Thanks
to the Chunnel and relaxed EU customs, it is relatively easy for a late
middle-aged British couple to pop over to Paris for a romantic getaway—unfortunately. Just because you can doesn’t mean you should,
but they make the trip nonetheless. The
pent-up resentment will flow freely in Roger Michell’s Le Week-End (trailer
here), which
screens during the 51st New York Film Festival.
Old
lefty lit professor Nick Burrows’ only success in life was marrying his wife
Meg, but she never lets him forget she was and still is well out of his league.
The magic ran dry quite a while ago, but recent pressures have only made
matters worse.
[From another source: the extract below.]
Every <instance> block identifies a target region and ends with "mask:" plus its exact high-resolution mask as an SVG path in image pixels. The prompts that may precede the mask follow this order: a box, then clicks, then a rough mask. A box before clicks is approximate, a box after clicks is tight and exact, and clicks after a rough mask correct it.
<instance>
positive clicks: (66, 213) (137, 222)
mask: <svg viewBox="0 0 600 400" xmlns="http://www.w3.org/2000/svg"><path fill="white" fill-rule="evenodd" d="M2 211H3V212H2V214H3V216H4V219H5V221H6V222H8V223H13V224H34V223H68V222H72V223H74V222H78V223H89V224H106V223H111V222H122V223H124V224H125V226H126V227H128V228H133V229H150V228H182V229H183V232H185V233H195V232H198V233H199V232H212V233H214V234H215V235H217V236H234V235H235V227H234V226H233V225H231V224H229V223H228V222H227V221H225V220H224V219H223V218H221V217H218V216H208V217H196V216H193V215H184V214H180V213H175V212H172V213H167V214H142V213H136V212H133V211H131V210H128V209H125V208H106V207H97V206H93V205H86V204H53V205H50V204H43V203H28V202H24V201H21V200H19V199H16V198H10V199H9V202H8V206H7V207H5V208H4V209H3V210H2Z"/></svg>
For Nick, this sentimental trip will be a desperate attempt to
renew their relationship, but his wife may have different ideas. Probably the last
person he needs to run into would be Morgan, his vastly more successful former hipster
protégé, yet that is exactly what happens.
Week-End is very definitely
a writer’s film, completely driven by its often caustic dialogue. It seems like
screenwriter Hanif Kureishi takes sadistic pleasure from old put-upon Nick’s
discomfort, forcing him into one dignity-stripping conversation after
another. This necessarily means Meg gets
most of the film’s sharpest wince-inducing lines.
Frankly,
you have to sympathize with poor Nick on some level. A mere ninety minutes of
Meg’s withering banter is exhausting, so the prospect of a lifetime of marriage
with her makes the head reel. Still,
Kureishi maintains the consistency of their voices and scores a number of
rueful laughs.
Perhaps
the viewers’ best friend during Week-End
is Jeremy Sams, whose elegant jazz-influenced score (featuring trumpeter
Freddie Gavita) gives us something warm and agreeable to hold onto. Even though they are radically dissimilar
films, the combination of muted trumpet and Parisian streets by night
immediately calls to mind Louis Malle’s Elevator
to the Gallows and its Miles David soundtrack.
As
Meg Burrows, Lindsay Duncan wields Kureishi’s cutting lines like a scimitar.
Yet, Jim Broadbent’s hang-dog face draws Michell’s focus like a magnet. They
spark like crazy together, but it is still hard to believe the extreme emotional
disparity of their union. To lighten the
mood, Michell turns Jeff Goldblum loose as Morgan, lifting all restraints on
his schticky mannerisms with rather amusing results.